Girl ain't lying. In fact, that growing latter faction he speaks of is responsible for a serious boom in a wide variety of all-inclusive dance parties and club nights for gayses who, really, just want to go out, bump into each other, bat lashes, and hear some decent music for once. It's turned into something of a renaissance; thing is, none of it is happening in the gay bars.
"Twenty, 25 years ago, when people went to the bars and the clubs, it was about the music," Colbourne says, quick to patch an obvious hole in his claim, "I'm not saying there wasn't sex and drugs happening, but musical culture and gay culture were a lot more intertwined. I don't feel like that's been the case for at least 15 years. Some of the DJs in mainstream clubs don't even know what they're playing."

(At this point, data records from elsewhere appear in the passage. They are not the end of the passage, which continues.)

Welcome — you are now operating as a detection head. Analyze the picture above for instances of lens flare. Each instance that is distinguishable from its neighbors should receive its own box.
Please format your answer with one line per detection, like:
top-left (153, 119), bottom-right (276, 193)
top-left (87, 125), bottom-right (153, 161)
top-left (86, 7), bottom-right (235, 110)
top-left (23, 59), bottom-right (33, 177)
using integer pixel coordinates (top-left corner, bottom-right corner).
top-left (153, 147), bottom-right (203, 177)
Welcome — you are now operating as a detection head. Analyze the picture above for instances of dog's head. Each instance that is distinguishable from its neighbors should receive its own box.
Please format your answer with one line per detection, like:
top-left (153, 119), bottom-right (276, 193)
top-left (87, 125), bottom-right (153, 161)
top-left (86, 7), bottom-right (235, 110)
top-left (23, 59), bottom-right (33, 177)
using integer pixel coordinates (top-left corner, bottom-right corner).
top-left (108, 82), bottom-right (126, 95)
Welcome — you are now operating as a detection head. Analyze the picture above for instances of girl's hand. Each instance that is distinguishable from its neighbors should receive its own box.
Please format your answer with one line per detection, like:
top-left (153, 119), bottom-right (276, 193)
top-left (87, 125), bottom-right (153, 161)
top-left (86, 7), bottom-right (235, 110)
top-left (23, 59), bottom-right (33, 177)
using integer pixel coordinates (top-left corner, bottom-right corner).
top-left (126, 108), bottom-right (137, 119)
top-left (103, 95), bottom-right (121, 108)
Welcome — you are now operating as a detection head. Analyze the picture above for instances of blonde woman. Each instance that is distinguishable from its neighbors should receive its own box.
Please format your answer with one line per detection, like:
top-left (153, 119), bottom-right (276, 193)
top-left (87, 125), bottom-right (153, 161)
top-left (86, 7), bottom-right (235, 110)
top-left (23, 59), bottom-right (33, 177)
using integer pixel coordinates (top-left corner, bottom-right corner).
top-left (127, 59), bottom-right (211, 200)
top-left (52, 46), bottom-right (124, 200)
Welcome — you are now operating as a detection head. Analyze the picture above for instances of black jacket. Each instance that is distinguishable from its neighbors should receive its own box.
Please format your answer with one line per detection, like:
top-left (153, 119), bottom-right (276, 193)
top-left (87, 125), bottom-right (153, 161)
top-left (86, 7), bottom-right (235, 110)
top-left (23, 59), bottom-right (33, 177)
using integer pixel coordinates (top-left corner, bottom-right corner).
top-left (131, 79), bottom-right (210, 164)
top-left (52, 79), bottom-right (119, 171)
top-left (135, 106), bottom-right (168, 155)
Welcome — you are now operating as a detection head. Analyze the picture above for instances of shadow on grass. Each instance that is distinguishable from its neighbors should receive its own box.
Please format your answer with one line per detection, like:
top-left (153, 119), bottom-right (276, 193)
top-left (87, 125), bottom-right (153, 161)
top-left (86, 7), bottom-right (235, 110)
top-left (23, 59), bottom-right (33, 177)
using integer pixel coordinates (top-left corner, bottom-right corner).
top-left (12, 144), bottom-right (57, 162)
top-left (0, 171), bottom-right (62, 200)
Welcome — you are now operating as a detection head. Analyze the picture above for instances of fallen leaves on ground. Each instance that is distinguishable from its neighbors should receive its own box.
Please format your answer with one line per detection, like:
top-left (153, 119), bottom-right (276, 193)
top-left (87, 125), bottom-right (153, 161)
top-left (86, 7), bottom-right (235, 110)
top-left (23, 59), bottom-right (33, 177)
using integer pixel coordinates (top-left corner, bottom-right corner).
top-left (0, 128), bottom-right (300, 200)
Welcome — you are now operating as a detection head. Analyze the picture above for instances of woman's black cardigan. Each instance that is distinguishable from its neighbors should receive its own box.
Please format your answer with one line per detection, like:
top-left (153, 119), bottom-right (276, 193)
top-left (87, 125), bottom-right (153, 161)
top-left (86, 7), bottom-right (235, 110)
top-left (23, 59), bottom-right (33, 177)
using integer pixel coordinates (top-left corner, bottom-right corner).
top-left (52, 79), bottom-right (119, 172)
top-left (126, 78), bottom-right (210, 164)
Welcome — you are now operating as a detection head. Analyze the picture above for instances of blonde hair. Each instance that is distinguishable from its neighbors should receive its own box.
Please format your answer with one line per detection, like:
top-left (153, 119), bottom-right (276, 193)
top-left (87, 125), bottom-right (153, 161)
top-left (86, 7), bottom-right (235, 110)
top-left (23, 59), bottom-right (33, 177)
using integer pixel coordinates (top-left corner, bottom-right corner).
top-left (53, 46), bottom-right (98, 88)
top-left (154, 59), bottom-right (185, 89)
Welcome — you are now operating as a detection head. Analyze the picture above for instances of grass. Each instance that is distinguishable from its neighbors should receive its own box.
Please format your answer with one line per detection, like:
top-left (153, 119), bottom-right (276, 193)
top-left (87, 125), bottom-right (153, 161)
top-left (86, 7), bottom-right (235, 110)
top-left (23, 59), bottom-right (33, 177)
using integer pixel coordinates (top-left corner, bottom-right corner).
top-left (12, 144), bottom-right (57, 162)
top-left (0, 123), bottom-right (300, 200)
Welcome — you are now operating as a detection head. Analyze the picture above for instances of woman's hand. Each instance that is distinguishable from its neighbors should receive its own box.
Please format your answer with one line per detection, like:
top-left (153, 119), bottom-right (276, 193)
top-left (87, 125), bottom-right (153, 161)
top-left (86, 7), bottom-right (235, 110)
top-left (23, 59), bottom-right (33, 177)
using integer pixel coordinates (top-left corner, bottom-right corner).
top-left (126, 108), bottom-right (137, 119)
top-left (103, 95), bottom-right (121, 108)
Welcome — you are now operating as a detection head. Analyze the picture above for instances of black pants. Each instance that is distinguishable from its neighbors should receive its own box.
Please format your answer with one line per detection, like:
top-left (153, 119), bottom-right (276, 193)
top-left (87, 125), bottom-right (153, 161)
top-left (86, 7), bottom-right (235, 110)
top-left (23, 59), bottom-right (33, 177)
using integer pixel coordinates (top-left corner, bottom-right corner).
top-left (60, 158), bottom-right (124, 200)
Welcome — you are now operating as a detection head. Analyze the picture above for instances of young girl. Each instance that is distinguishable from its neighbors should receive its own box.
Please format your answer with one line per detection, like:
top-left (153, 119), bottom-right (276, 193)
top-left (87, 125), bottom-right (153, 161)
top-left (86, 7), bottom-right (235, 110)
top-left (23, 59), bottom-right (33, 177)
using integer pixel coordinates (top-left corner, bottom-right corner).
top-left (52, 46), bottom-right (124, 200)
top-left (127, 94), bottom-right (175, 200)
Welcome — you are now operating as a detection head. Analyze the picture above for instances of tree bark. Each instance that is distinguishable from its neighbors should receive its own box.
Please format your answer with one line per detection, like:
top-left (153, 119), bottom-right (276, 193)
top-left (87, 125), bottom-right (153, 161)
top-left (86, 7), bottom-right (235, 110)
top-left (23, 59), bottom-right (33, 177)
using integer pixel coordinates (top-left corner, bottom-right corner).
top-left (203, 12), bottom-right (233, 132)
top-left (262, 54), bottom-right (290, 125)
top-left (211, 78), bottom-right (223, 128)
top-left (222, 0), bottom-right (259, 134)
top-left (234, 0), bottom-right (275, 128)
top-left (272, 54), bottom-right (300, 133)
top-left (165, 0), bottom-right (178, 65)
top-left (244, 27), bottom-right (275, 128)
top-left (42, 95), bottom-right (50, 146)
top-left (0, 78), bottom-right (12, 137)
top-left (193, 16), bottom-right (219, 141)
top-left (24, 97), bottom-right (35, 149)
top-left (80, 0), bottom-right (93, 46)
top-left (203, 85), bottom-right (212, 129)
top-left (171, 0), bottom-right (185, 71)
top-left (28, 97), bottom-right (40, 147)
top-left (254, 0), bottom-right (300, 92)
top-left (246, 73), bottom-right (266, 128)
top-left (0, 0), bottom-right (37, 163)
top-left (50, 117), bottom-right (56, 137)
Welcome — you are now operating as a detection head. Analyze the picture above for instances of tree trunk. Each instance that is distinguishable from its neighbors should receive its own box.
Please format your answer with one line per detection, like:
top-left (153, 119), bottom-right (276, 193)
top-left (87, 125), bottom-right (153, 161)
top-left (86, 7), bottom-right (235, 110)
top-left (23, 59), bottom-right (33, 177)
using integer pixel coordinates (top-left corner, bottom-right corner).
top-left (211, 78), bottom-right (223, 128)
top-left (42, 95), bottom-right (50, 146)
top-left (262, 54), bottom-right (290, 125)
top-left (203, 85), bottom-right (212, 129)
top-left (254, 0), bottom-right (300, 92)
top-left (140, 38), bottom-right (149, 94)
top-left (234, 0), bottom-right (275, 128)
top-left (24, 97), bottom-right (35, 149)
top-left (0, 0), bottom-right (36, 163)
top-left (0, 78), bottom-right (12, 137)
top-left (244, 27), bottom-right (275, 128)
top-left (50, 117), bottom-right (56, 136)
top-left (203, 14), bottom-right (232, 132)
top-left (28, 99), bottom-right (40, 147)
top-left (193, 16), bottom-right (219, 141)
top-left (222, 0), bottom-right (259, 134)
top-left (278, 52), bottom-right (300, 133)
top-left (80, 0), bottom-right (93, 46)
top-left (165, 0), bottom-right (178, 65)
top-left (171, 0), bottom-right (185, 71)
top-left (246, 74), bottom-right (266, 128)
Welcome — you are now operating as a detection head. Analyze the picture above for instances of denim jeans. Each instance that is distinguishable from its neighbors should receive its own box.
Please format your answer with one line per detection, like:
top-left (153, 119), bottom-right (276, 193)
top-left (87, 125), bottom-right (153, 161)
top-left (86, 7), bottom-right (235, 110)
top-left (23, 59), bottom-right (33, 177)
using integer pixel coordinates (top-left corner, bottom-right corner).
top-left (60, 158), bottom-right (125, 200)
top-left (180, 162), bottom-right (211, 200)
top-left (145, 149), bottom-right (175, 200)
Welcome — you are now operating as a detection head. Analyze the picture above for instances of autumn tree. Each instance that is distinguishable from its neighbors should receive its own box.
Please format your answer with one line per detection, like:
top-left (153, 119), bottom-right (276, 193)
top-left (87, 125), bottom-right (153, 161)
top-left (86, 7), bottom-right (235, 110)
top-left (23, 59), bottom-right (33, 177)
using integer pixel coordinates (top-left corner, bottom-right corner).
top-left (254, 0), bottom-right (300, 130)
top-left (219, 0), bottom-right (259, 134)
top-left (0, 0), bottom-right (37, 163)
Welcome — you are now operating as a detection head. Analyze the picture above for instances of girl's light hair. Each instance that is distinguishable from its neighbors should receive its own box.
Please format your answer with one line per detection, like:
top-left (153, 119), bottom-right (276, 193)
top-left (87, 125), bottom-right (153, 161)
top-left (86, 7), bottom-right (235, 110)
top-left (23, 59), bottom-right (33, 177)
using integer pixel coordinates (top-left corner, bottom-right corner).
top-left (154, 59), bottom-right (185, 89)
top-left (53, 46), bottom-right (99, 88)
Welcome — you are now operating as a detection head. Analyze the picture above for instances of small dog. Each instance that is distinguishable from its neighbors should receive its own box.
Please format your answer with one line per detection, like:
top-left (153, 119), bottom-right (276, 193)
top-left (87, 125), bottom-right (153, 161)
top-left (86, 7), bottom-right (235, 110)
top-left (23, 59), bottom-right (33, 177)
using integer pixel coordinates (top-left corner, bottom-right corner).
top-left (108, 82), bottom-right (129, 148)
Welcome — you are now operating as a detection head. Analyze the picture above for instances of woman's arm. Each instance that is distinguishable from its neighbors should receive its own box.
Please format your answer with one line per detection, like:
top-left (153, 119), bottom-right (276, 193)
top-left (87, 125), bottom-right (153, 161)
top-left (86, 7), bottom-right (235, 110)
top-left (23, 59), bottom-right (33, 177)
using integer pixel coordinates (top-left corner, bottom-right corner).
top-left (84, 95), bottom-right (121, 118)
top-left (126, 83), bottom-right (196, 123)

Colbourne — archival boogie's fiercest local advocate — has recently manned the decks for new parties like CONTACT (first Tuesdays at ZuZu) and GROUP HUG (last Sundays at Enormous Room) and, on September 30, will spin the inaugural installment of THEREALSIDE at the Milky Way. While he takes a firm, curatorial approach to his playlists (usually a mix of forgotten disco, early house, and a couple decades worth of rare R&B), and though he's not likely to honor requests (keep that Mariah kick you're on to yourself), Colbourne prides himself in dropping the oft-hazardous niche-iness of his tastes in favor of a more party-pampering M.O.